Sea water began reclaiming Cancun's hotel zone, built between the ocean and a lagoon; water stood several feet deep in the evacuated hotel zone.
"The water is crossing over from the sea into the lagoon," Quintana Roo Governor Felix Gonzalez Cantu, said.
Tourists and local residents at the Xbalamque Hotel, a downtown Cancun hostelry serving as shelter, listened in horror as windows blasted out, the wind howled and the building shook.
"I never in my life want to live through something like this," said cook Guadalupe Santiago, 27. "There are no words to describe it," she said.
Jan Hanshast, a tourist from Castle Rock, Colorado, stood in a water-and-debris filled hallway at the hotel.
"My son's starting to lose it. He's tired and hungry," Hanshast said.
As another howling burst of wind shook the building, he noted "hearing things like that doesn't help."
With 205kph winds, the US National Hurricane Center in Miami, Florida said the storm was "really clobbering" the areas around Cozumel and Cancun, where it blew down trees that crushed some cars.
Gonzalez Cantu called the destruction "tremendous," but officials didn't even expect to be able to reach Cozumel -- whose ferry service is out of commission -- until late yesterday, at the earliest, to assess the damage.
The slow-moving hurricane was expected to pound the area all day yesterday as it passed over the tip of the Yucatan peninsula; it was then expected to emerge into the Gulf of Mexico, curl around Cuba and sprint toward Florida.
The Hurricane Center said "a hurricane watch will likely be required for portions of central and southern Florida and the Florida keys later today."
"It's going to be a long couple of days here for the Yucatan Peninsula," said Max Mayfield, director of the Hurricane Center.
As the eye of the storm neared Cancun, officials loaded hundreds of evacuees into buses and vans and moved them to other shelters after a downtown cultural center suffered problems, apparently from ceiling tiles that threatened to collapse.

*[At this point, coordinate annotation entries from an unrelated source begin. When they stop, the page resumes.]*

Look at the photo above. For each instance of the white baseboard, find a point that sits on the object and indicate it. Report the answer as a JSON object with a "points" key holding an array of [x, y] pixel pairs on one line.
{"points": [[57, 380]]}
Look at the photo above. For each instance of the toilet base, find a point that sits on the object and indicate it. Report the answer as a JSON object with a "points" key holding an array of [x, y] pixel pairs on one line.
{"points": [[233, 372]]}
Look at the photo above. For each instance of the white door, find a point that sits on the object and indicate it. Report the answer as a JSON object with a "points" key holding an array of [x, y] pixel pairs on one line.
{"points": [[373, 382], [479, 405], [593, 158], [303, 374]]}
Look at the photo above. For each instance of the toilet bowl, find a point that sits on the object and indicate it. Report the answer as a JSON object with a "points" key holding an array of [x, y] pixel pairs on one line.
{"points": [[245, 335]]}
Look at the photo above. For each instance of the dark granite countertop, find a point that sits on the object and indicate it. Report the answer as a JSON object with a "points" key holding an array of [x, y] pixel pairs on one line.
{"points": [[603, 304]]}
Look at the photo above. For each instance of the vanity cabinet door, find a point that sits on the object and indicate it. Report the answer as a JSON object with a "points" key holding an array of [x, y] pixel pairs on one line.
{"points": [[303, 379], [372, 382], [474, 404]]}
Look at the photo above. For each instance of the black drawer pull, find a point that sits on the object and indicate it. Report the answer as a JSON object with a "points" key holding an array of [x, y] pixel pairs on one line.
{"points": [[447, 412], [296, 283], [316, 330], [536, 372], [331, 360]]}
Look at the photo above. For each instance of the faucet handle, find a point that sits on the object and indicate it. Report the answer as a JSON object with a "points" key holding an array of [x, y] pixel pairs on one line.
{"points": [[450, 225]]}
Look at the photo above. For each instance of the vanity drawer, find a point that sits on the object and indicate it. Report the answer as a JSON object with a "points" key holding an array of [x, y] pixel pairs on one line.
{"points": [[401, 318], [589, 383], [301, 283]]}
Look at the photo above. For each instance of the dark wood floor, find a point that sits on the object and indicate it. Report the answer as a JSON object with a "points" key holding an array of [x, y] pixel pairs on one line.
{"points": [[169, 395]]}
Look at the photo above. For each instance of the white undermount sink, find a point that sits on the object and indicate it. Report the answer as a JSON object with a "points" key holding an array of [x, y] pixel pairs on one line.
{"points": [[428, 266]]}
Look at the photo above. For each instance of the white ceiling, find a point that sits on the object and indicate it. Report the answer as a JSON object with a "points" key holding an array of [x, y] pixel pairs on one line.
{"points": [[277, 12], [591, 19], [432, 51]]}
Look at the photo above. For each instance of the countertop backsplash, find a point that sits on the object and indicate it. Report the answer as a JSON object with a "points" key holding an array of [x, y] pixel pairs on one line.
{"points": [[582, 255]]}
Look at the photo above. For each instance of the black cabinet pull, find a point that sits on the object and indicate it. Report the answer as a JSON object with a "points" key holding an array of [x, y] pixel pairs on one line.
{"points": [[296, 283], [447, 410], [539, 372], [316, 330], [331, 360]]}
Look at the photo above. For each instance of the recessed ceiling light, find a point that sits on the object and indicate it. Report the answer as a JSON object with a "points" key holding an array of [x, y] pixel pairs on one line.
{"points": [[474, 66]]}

Hotels being used as shelters pushed furniture up against windows, but the force of the wind blasted through such improvised barriers.
Mexican President Vicente Fox said he planned to travel to the affected region as soon as possible.
The storm, inching along at 6kph, is expected to slam into Florida tomorrow, where emergency officials on Friday issued the first evacuation orders.
Mexico declared a state of emergency in an additional 55 townships on the Yucatan peninsula on Friday.